The solar wind is a continuous and highly variable burst of particles and magnetic fields that move outward from the Sun at speeds of hundreds to thousands of kilometers per second. Most of it is kept away from the Earth by the Earth’s magnetic field. If you leave it alone, the field should look like a donut.
The solar wind blows around it, forming a long teardrop shape. We can see how important magnetic fields are to us by what we see on Mars. The planet’s magnetic field weakened long ago, and the solar wind has since washed away much of the planet’s atmosphere.
The Sun is a ball of hot plasma powered by nuclear fusion and passed through a magnetic field. These emerge through the Earth’s surface, forming giant loops filled with trapped, multimillion-degree plasma. This “magnetoplasma” is more like an elastic mass.
It can be stretched, twisted, and compressed. The constant movement of the sun’s surface puts tremendous stress on these loops, causing them to store huge amounts of energy. In most cases, there is a process that relieves stress and slowly releases energy. But from time to time, instabilities occur and that energy is released catastrophically, causing massive explosions known as solar flares.
Large bursts of high-energy radiation, such as X-rays, are produced. The electrons are accelerated to nearly the speed of light and launched into space along with a beam of other high-energy particles.

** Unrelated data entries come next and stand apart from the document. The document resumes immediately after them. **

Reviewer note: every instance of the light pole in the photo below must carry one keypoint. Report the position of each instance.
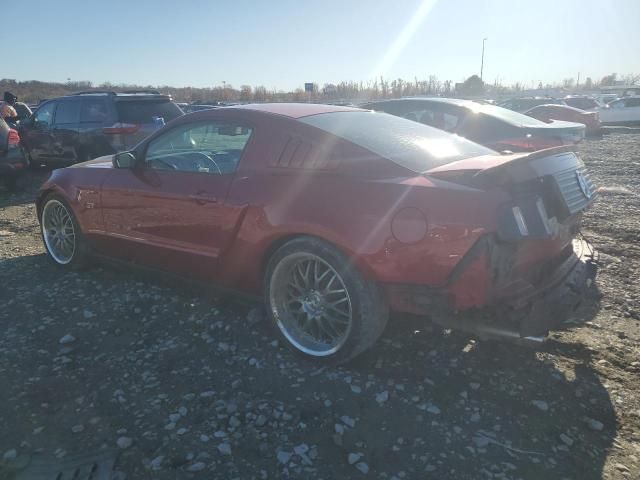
(482, 61)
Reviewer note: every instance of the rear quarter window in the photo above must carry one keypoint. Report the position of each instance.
(68, 112)
(94, 110)
(143, 111)
(409, 144)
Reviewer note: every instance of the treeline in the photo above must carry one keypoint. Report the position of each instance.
(34, 91)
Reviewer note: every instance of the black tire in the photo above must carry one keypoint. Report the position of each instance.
(369, 309)
(80, 257)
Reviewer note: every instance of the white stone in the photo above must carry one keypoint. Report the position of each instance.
(382, 397)
(196, 467)
(68, 338)
(224, 449)
(348, 421)
(284, 457)
(10, 454)
(156, 463)
(301, 449)
(540, 405)
(566, 439)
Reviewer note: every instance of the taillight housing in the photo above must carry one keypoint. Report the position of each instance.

Here on Earth’s surface, protected by our magnetic field and atmosphere, these hazards pose little threat. But for people in space or flying above the high-altitude poles, radiation and high-energy particles from the sun can cause problems.
A coronal mass ejection, or “solar storm,” is a loop that breaks off at its base and shoots into space at thousands of kilometers per second. They are primarily blocked by the Earth’s magnetic field, but they can create powerful magnetic storms that can cause power outages and other problems.

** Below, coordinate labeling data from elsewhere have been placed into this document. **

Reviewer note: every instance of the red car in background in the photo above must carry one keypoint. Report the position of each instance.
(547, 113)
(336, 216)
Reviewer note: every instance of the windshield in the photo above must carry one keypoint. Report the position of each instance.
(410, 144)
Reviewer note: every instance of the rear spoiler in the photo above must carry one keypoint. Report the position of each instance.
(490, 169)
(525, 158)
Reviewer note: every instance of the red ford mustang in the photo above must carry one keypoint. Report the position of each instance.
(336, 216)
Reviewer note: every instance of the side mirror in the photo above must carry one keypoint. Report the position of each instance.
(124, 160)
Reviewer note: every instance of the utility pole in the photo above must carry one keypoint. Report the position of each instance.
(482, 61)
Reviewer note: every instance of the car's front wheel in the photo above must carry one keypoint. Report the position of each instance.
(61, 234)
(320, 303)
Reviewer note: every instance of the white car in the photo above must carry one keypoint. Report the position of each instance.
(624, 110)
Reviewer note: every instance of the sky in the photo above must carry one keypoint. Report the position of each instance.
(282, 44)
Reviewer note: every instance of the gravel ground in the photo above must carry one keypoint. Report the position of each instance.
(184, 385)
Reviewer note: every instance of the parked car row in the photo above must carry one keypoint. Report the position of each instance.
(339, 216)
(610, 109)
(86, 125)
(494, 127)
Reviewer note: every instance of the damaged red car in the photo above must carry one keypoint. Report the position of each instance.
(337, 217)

For those of us here on Earth, solar activity throughout history has posed little threat to life as far as we know. The main thing was the spectacular and beautiful aurora borealis that appeared from time to time.
However, things have begun to change in recent decades. As we become more dependent on high-tech infrastructure, we become increasingly vulnerable to disruptions to our high-tech lives.
The big question here is how big the solar flare will be. Could they, rather than our technological infrastructure, threaten our way of life?
Astronomers recently detected a flare that emitted millions of times more energy than the largest solar flare ever observed on another star. The star, designated HD 283572, is located about 400 light-years away. It is a young star, only about 3 million years old, and about 40% more massive than the Sun. If the sun were to cause such an event, it is not clear whether our atmosphere and magnetic field would be able to protect us from the environmental damage it could cause.
Such flares could have devastating effects on life forming on young planets. When searching for life on planets orbiting other stars, it seems necessary to consider the behavior of those stars. Only one of these megaflares has been detected so far, so we don’t know how rare it is.
Ken Tapping is an astronomer at the National Research Council’s Dominion Radio Astrophysical Observatory in Penticton.